QM/MM/MC Simulations for the Elucidation of Ionic Liquid Solvent Effects upon Organic Reactions

Abstract

The research in this dissertation is focused on elucidating and understanding ionic liquid solvent effects on classical organic reactions. Ionic liquids are an exciting class of solvents that have attracted the attention of a growing number of scientists as a reaction medium for an assortment of chemical reactions over the last ten years. The increase in interest is due in part to the classification of ionic liquids as “green”, but more so for their complex reaction environment. Ionic liquids are molten salts, therefore the microenvironment is completely different than that of molecular solvents.
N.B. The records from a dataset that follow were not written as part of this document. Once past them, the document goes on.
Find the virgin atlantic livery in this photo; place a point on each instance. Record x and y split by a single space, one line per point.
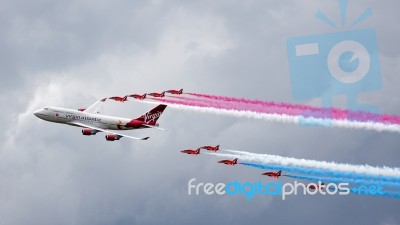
157 95
191 151
229 162
175 92
119 99
273 174
93 122
136 96
211 148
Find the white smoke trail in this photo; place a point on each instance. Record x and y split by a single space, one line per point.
305 163
367 125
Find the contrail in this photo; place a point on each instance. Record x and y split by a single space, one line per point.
334 176
307 111
231 111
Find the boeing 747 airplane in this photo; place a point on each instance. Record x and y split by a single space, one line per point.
92 122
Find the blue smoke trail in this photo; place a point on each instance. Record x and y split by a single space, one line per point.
321 172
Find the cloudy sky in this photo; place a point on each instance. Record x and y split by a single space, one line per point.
71 53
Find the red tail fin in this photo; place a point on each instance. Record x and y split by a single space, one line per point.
152 116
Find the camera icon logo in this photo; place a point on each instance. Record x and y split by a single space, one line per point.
342 63
332 64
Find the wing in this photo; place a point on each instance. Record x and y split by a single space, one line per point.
106 131
146 125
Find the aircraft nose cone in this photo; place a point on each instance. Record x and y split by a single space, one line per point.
36 113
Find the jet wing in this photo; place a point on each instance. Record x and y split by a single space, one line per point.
106 131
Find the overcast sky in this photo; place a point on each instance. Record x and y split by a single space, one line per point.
72 53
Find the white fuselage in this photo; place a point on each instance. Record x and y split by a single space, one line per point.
68 116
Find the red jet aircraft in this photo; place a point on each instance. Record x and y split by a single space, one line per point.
273 174
211 148
136 96
175 92
119 99
191 151
229 162
157 95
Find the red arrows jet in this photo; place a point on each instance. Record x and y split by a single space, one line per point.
136 96
119 99
229 162
211 148
175 92
273 174
157 95
191 151
313 187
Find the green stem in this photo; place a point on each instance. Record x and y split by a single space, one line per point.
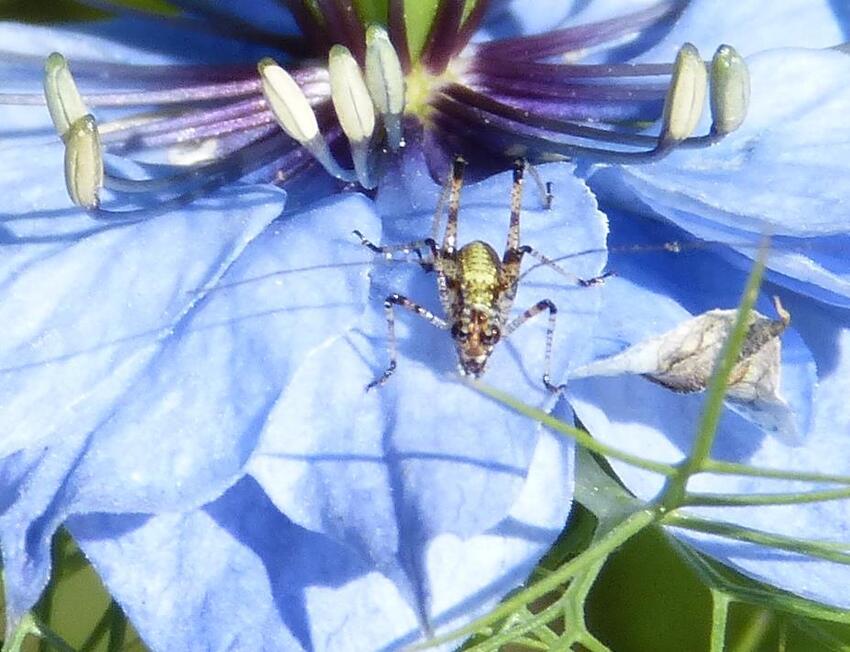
610 542
719 615
828 551
582 438
44 632
515 630
753 636
734 468
743 500
676 489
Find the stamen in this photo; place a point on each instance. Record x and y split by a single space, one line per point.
343 25
685 98
397 26
64 102
386 82
730 90
354 109
295 115
84 163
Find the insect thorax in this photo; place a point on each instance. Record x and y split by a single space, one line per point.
479 276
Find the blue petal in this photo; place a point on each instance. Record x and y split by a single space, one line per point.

Ionic liquids are complex solvent systems capable of many types of intermolecular interactions. Proper description of the physico-chemical properties aspects of solute-solvent interactions is vital to understanding the solvent effects on chemical processes, and reaction rates. Three organic reactions were chosen to investigate the complex behavior of the ionic liquid environment: (1) the base catalyzed β-elimination, (2) the nucleophilic aromatic substitution reaction, and (3) a heterocyclic rearrangement reaction called the Boulton-Katrizky rearrangement. These specific reactions were chosen to elucidate the experimentally observed ionic liquid behavior, e.g., increased favorable electrostatic interactions, increased stabilization through π-π interactions, and an increase in hydrogen bond donor and acceptor capabilities. The empirical effects of ionic liquids on many organic systems have been reportedly, however a theoretical examination of the unique reaction environment and ionic liquid effects is still in its infancy. It is hoped the research iii in this dissertation will shed light on the microscopic details of how ionic liquids operate upon and affect chemical reactions.